Die Ergänzung und Auswertung von Umfragen zu psychischen Störungen auf Bevölkerungsebene ergaben eine Lebenszeit-Prävalenz von annähernd 29 Prozent für beide Geschlechter. Bis zum Alter von 75 Jahren steigt dieses Risiko auf annähernd 50 %. Am häufigsten manifestierten sich die Störungen um das 15. Lebensjahr.

Hintergrund

Informationen zur Häufigkeit und dem Verlauf psychischer Erkrankungen über die Lebenszeit hinweg sind für die Planung der Kapazitäten im Gesundheitswesen von fundamentaler Bedeutung. Grenzüberschreitende Schätzungen aus koordinierten Erhebungen in der Gesamtbevölkerung wurden allerdings letztmals im Jahr 2007 aktualisiert. 

Design

Länderübergreifende Analyse mit den Daten von 156.331 Erwachsenen (54,5 % Frauen), die in den Jahren 2001 bis 2022 in 29 Ländern persönlich befragt worden waren. Anhand des strukturierten „WHO Composite International Diagnostic Interview“ wurden Kennzahlen für 13 Entitäten des DSM-IV erfasst – getrennt nach Geschlechtern, aber ohne Berücksichtigung der ethischen Zugehörigkeit.

Ergebnisse

  • Die Lebenszeitprävalenz für jegliche psychische Störung war zwischen den Geschlechtern fast gleich. Sie betrug bei den Männern 28,6 % (95%-Konfidenzintervall 27,9 – 29,2), und bei den Frauen 29,8 % (95%-KI 29,2 – 30,3).
  • Das Morbiditätsrisiko für mindestens eine psychische Störung bis ins 75ste Lebensjahr betrug bei den Männern 46,4 % (95%-KI 44,9 – 47,8) und bei den Frauen 53,1 % (95%-KI 51,9 – 54,3).
  • Im 15 Lebensjahr war die Wahrscheinlichkeit für die Erstmanifestation („conditional propability“) einer psychischen Erkrankung am höchsten. Der Median des Krankheitsbeginns lag bei den Männern bei 19 Jahren, und bei den Frauen bei 20 Jahren.
  • Die häufigsten Störungen waren bei den Männern Alkoholgebrauch und Depression, bei den Frauen Depression und spezifische Angststörungen.

Klinische Bedeutung

Die Daten für die Häufigkeit psychischer Störungen wurden aktualisiert, und die Autoren lenken zu Recht das Augenmerk auf den verhältnismäßig frühen Beginn dieser Erkrankungen. Allerdings zeigt ein Blick auf die zugrunde liegenden Untersuchungen, dass weniger als ein Drittel nach 2007 begonnen wurden.
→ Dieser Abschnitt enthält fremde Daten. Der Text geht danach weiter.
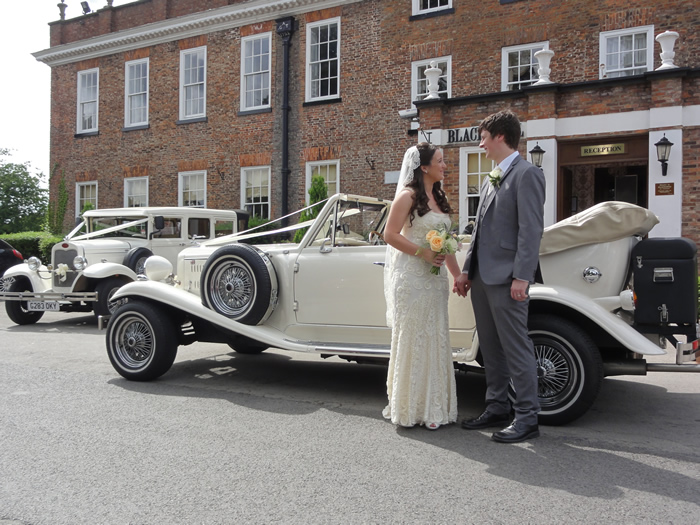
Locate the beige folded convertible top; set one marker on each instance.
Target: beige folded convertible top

Beispielsweise stammen die meisten Angaben zu europäischen Ländern aus der European Study of the Epidemiology of Mental Disorders (ESEMed), die in den Jahren 2001 – 2003 stattfand, sodass eine Wiederholung dieser Befragung womöglich für Deutschland und seine Nachbarländer aussagekräftiger wäre als die Ermittlung weltweiter Durchschnittswerte.

Finanzierung: Keine.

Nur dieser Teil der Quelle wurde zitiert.